In order to ensure visual consistency and not confused users across the website I created a Visual Design guide and pattern library to aid in the creation of mockups. 

Mockups of specific pages:


9. Next Steps

The next step could be to focus on creating a mobile application to accompany the responsive site, in particular the pos-order experience of staying informed on the status of an order (e.g. out for delivery, dropped off, adjustments to jar returns).
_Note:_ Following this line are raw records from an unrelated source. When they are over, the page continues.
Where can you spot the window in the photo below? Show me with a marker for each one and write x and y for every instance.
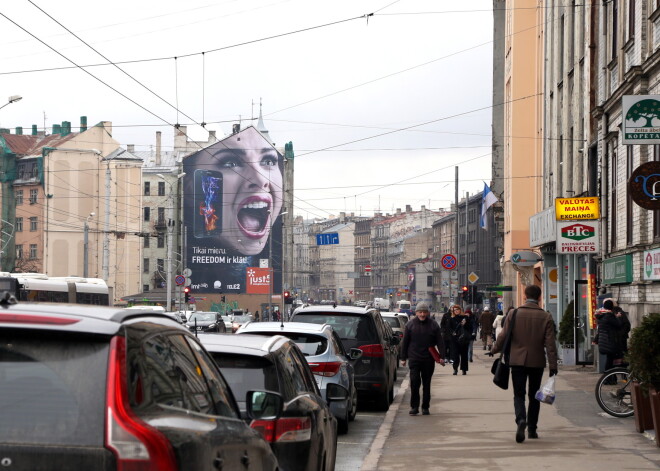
(629, 202)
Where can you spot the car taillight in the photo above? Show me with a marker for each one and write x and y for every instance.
(285, 429)
(7, 317)
(136, 445)
(372, 350)
(329, 368)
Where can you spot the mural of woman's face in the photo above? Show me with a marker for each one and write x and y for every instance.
(252, 191)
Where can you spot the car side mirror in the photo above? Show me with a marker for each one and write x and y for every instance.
(355, 354)
(335, 392)
(263, 405)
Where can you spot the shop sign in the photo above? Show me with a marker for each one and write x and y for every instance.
(577, 238)
(644, 185)
(617, 270)
(652, 265)
(641, 123)
(577, 209)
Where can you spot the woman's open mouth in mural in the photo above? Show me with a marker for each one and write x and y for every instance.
(254, 216)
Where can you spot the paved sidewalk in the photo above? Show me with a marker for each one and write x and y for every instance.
(471, 427)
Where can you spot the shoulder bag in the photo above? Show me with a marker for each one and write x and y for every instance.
(500, 368)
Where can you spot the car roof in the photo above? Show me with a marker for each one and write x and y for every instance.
(255, 345)
(81, 318)
(333, 309)
(291, 327)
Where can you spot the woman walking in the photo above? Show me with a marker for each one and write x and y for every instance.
(460, 326)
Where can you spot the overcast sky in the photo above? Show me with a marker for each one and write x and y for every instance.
(379, 110)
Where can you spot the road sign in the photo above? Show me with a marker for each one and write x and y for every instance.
(449, 262)
(327, 239)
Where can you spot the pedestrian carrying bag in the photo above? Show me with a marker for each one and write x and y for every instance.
(500, 368)
(547, 392)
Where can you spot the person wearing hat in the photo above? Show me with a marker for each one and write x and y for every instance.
(420, 334)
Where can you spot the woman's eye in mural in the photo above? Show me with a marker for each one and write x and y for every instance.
(268, 161)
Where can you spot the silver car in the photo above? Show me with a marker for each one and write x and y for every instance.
(326, 357)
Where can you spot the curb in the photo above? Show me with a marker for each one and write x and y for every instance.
(370, 462)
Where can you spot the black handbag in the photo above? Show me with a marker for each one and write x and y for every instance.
(501, 368)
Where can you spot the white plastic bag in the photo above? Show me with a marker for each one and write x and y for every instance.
(547, 392)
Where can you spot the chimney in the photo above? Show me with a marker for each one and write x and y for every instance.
(158, 148)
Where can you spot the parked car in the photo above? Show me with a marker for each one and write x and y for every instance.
(365, 329)
(90, 387)
(305, 436)
(208, 322)
(326, 357)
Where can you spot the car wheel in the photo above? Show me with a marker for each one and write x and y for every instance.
(383, 401)
(353, 409)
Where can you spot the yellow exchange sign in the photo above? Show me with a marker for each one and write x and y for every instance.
(577, 209)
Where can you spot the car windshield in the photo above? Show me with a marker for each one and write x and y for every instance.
(309, 344)
(393, 322)
(347, 326)
(245, 373)
(52, 390)
(202, 317)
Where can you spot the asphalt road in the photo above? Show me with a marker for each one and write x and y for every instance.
(354, 446)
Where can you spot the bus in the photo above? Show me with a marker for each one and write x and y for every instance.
(37, 287)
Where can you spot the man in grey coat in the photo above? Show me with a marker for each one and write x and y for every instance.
(533, 338)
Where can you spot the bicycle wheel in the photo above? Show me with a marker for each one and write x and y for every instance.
(613, 392)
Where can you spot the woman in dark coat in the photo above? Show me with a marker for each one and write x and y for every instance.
(460, 329)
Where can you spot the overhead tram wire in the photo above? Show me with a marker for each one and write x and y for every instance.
(111, 87)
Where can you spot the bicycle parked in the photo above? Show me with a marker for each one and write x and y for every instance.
(614, 392)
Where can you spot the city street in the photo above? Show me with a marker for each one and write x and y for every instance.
(471, 426)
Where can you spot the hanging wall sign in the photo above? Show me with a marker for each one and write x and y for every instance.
(641, 123)
(644, 185)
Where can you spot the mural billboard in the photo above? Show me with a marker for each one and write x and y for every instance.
(232, 204)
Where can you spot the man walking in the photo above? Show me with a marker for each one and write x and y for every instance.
(420, 334)
(533, 338)
(486, 323)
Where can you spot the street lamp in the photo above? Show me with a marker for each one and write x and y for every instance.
(86, 245)
(170, 229)
(12, 99)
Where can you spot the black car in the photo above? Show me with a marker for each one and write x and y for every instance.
(363, 328)
(88, 387)
(208, 322)
(305, 436)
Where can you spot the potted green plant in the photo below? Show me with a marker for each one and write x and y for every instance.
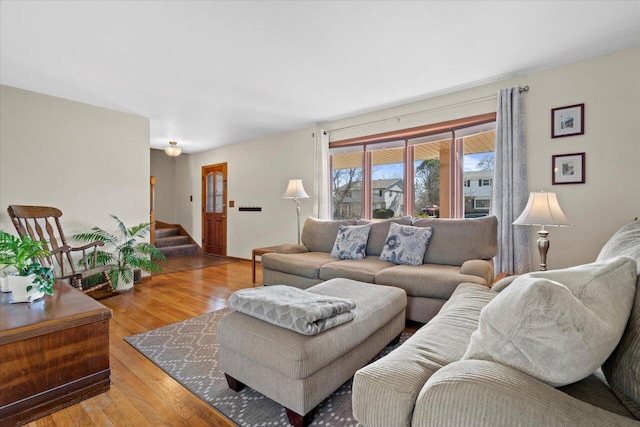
(125, 252)
(31, 279)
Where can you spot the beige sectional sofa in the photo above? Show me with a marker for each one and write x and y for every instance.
(459, 250)
(430, 380)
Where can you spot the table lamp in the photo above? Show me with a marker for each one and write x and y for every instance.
(543, 209)
(295, 191)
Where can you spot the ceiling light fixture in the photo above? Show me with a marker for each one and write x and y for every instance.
(173, 150)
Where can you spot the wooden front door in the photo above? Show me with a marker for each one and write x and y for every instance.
(214, 209)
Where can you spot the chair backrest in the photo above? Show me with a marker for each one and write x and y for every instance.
(42, 223)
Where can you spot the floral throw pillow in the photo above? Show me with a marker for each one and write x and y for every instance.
(406, 244)
(351, 242)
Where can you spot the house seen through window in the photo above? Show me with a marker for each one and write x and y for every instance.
(437, 174)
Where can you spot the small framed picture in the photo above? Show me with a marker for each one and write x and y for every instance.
(567, 121)
(567, 169)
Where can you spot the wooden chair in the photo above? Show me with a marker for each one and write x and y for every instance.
(43, 223)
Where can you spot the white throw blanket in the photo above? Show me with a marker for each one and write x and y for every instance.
(293, 308)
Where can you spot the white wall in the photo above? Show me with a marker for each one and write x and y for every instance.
(87, 161)
(163, 168)
(609, 86)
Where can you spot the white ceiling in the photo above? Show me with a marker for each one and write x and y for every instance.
(211, 73)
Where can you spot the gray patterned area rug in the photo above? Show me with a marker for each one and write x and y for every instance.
(188, 352)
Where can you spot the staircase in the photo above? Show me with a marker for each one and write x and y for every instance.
(171, 243)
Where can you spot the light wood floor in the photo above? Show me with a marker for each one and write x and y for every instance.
(142, 394)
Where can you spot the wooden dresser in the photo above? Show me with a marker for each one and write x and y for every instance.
(53, 353)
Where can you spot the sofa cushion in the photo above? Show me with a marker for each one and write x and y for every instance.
(405, 244)
(303, 264)
(622, 369)
(385, 392)
(362, 270)
(426, 280)
(351, 242)
(379, 231)
(455, 241)
(320, 235)
(541, 318)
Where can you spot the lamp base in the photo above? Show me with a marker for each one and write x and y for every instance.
(543, 247)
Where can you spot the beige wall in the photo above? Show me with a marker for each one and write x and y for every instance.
(163, 167)
(609, 86)
(257, 175)
(87, 161)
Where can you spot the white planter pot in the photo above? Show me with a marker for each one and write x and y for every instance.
(4, 284)
(19, 284)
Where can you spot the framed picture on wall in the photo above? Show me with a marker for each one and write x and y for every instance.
(567, 169)
(567, 121)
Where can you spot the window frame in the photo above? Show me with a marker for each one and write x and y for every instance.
(456, 160)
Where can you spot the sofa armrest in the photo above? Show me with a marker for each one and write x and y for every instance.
(501, 284)
(478, 267)
(288, 248)
(473, 392)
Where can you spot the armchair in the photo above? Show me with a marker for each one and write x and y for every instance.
(43, 223)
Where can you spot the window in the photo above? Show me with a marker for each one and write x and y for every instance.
(482, 204)
(346, 183)
(387, 179)
(442, 170)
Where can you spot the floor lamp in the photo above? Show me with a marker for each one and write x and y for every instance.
(543, 209)
(295, 191)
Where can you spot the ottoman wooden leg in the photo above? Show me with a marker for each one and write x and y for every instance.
(396, 340)
(233, 383)
(297, 420)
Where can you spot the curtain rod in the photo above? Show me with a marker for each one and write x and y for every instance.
(442, 107)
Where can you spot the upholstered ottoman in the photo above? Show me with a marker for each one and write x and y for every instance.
(300, 371)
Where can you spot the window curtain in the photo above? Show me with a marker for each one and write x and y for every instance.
(510, 192)
(322, 202)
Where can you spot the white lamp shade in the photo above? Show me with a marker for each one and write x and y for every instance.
(543, 209)
(295, 190)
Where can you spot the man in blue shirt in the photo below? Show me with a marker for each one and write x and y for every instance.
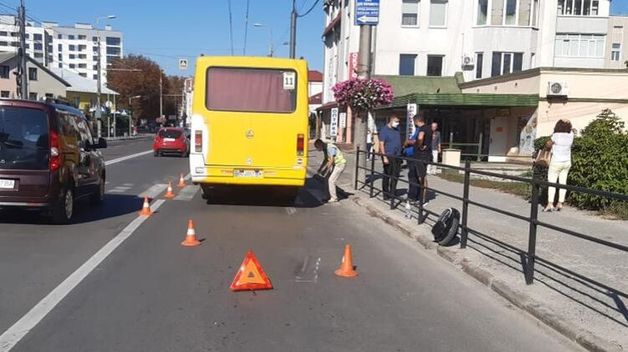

Furthermore, the current MVE focuses on the consumer experience of Nada online. Other avenues to explore could be the experience of Nada Online for other users such as suppliers, delivery people, and Nada themselves as a business. 


10. Lessons & Take aways

  • When you are designing solo, get in the habit of presenting your ideas as often as possible to other people. Doesn’t matter if they are designers or not. It helps you to not only get feedback on your work and but to verbalize your thought process. Verbalizing your thought process can help highlight issues that you may have overlooked. 
  • User testing solo in person is difficult. Oddly enough, remote testing was easier because users were so focused on looking at their screen that I felt less awkward constantly having to look down to take notes. 
  • Prioritizing what pages and features to work on is key to ensuring workflows get done. Differentiating between  “nice-to-haves” vs. essentials is essential to creating an MVE.